SALT LAKE CITY - The 2013 fire season in Utah was calm, compared to 2012, despite a couple of larger fires in August, the state's director of Natural Resource said.

Michael Skyler, whose agency has supervision for forest, fire and state lands, told a legislative committee Tuesday the 2013 fire season was a marked improvement from

2012, when 1,542 wildfires destroyed just short of a half-million acres in the Beehive state. There were 1,272 fires reported this season, Skyler said, but only 25 of them burned more than an acre of land.

The number of human-caused fires is also down significantly, the state leader reported. He said numbers as of Sept. 7 link 32 percent of blazes in the state to humans, while 50 percent of the fires in 2012 were caused by humans.  Approximately 68 percent of the fires during the 2013 season were caused by lightning, Skyler said.

Skyler said pro-active measures including the replanting of more than 1 million acres of state land with grass that stops fire in its tracks, had a significant impact on limiting the impact of fires this season. He said the state's investment of $6.8 million in fire suppression measures was money well spent.

"Our return on investment saved millions. We're finding a way to minimize these catastrophic fires," Skyler told lawmakers.

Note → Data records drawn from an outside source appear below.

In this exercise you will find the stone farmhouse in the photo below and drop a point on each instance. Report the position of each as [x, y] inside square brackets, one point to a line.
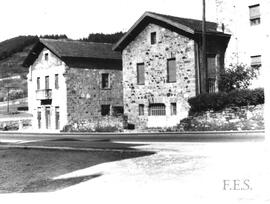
[248, 23]
[162, 67]
[73, 83]
[148, 75]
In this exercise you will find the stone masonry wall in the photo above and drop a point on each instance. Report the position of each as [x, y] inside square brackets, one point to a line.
[238, 118]
[156, 89]
[85, 96]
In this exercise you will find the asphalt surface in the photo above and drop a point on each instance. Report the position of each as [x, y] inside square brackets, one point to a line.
[83, 139]
[177, 172]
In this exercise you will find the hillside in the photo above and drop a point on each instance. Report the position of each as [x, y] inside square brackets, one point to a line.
[12, 54]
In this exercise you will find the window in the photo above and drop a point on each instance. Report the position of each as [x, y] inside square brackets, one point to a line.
[141, 109]
[211, 72]
[254, 14]
[171, 70]
[38, 83]
[105, 82]
[56, 81]
[117, 110]
[153, 38]
[105, 110]
[256, 61]
[46, 56]
[47, 82]
[140, 74]
[57, 118]
[173, 109]
[48, 117]
[39, 118]
[157, 109]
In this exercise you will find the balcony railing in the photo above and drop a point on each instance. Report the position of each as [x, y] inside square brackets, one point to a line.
[43, 94]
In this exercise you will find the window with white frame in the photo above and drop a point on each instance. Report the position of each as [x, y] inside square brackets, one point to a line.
[153, 38]
[56, 81]
[254, 14]
[38, 83]
[157, 109]
[171, 70]
[105, 81]
[46, 56]
[140, 74]
[141, 109]
[105, 109]
[173, 109]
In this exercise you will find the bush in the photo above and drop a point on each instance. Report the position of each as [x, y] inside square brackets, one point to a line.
[106, 129]
[237, 76]
[221, 100]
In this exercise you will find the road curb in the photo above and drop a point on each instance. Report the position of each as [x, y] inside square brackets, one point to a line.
[68, 148]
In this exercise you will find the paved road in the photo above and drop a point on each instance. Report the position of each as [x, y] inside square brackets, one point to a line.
[178, 172]
[164, 137]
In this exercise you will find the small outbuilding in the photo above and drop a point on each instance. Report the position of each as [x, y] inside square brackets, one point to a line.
[74, 83]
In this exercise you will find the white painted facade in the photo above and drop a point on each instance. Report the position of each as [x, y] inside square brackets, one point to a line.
[247, 40]
[47, 68]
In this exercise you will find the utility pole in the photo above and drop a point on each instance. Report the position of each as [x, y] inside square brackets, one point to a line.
[204, 59]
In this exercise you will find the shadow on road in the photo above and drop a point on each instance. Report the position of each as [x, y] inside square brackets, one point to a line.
[33, 170]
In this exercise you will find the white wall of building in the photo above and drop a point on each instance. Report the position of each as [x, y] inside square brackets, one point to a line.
[42, 68]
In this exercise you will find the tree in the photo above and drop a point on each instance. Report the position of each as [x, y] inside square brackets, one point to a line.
[237, 76]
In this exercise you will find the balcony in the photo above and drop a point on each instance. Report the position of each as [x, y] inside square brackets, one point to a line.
[43, 94]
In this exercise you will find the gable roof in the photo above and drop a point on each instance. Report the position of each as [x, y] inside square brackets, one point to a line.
[187, 26]
[71, 49]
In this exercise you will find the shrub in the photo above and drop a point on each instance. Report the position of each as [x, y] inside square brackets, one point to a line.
[221, 100]
[237, 76]
[106, 129]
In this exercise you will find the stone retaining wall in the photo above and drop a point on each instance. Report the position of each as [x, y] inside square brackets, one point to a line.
[236, 118]
[99, 124]
[20, 124]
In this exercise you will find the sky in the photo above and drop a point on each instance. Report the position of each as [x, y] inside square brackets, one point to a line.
[78, 18]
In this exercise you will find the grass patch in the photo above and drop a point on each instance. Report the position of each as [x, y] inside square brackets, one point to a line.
[33, 170]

Even with good news about the number of fires, state forester Dick Buehler has suggested all is not well on the fire front for Utah.

Buehler told lawmakers earlier this year forests in Utah are in the worst condition he's seen in his 30 years of service.

Buehler said there are implications in not letting nature do its thing and in living in the second-driest state in the United States. He said development also has increased the danger of fires.